O Dani foi uma história incrível. Para o papel dele, confesso, tinha pensado em outra pessoa. Mas um amigo que admiro muito me deu o toque: você tem que conhecer o Dani. Vi duas cenas e bastaram. Falei: “Quero o Daniel!”. Na hora. E a gente se deu muito bem, foi maravilhoso. Ele virou meu parceiro, foi muito generoso, incrível. Amo muito o que ele faz. Apesar de ser muito engraçado, ele não se altera, sabe? É complicado você trabalhar com uma pessoa que você só vai conhecer no set. Mas deu muito certo, ficamos amigos e somos muito amigos até hoje. Do Bruno eu sou muito fã, ele é muito talentoso. Ele poderia ser só um cara lindo e de sucesso, mas é isso porque tem muito talento mesmo, e é muito disponível. Acho que ele ficou incrível no filme. E a Vera é uma gênia. A gente brincava, no set, que ela é um totem. A Vera é uma fonte de energia inesgotável. Ela está sempre muito centrada e repleta de animação. A gente estava meio down e chegava a Vera, a hora que fosse, de madrugada, num brilho só.

Há algumas participações muito especiais, como a de Ingrid Guimarães e Mário Gomes. Ajudou e definir esse elenco?

A Ingrid é minha grande parceira, eu amo. E a gente brinca que tudo o que uma faz, a outra tem que pelo menos dar uma passadinha… Sou muito fã dela. E Ingrid me chamou para minha primeira participação no cinema, no De pernas pro ar 2. Em TOC, Ingrid tem essa participação especialíssima. Por acaso, a cena com ela foi toda filmada de improviso. Ingrid chegou no set e perguntou: “Então, o que vamos fazer?”. Improvisamos, o Paulinho e Teo filmaram tudo e escolheram as melhores partes. Temos muita afinidade, então improvisamos bastante. E todo o resto do elenco acho que foi uma escalação incrível, o Lobianco… que eu também sou muito fã, adoro esse cinismo dele, aquele jeito de jogar o texto fora, mas sempre muito engraçado. A Patricia Travassos, o Mário Gomes… A participação dele também é um achado.

Entre cenas de humor, há sequências realmente dramáticas e outras de tensão, como o confronto com o personagem de Luis Lobianco. Houve uma preocupação de inovar no tom do humor e investir nessa mescla de gêneros?
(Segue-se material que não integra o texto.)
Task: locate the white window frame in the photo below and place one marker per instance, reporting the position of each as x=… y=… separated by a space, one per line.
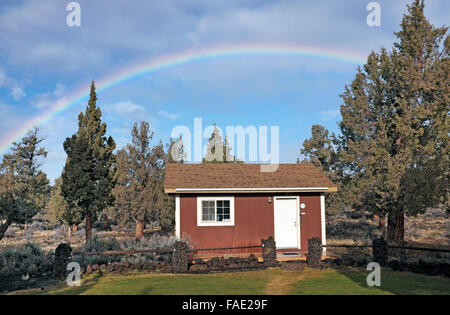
x=216 y=223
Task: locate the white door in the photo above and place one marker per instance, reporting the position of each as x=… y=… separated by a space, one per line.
x=286 y=222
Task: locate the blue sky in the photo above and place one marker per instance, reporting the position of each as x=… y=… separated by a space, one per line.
x=42 y=60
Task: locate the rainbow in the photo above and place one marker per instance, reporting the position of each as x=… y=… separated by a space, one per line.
x=170 y=61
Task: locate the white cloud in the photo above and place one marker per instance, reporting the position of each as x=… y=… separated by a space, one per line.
x=49 y=99
x=125 y=110
x=16 y=91
x=168 y=115
x=328 y=115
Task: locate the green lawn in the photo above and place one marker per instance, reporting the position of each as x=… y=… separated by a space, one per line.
x=270 y=281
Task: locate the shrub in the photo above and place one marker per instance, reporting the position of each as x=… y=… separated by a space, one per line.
x=28 y=258
x=152 y=242
x=99 y=244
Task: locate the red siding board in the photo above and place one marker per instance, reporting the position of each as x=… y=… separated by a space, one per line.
x=254 y=218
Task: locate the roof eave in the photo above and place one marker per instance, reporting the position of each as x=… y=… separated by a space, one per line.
x=249 y=190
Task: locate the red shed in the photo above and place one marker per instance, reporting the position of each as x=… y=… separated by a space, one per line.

Sim, acho que o Teo e o Paulinho são muito talentosos. O filme tem muito o nosso DNA, o que a gente gosta de fazer e de ver. E traz uma estética que ainda não tinha visto nos filmes brasileiros. TOC vai para um viés diferente das comédias, até mesmo das que eu estou acostumada a fazer. Vai ser um bom teste para esse novo tipo de comédia, que não parece tão concentrada só em fazer rir.

Kika é sua primeira protagonista no cinema. Qual foi o maior desafio e a maior lição dessa experiência?

Eu sou uma aprendiz ainda né, eu tenho pouquíssima experiência no cinema. Mas é muito legal saber que as pessoas acompanham histórias contadas no plural, mas também as que são contadas em primeira pessoa. É muito emocionante se ver assim na tela grande em um trabalho que eu acredito tanto como o TOC, mas eu to ainda tô aprendendo rs.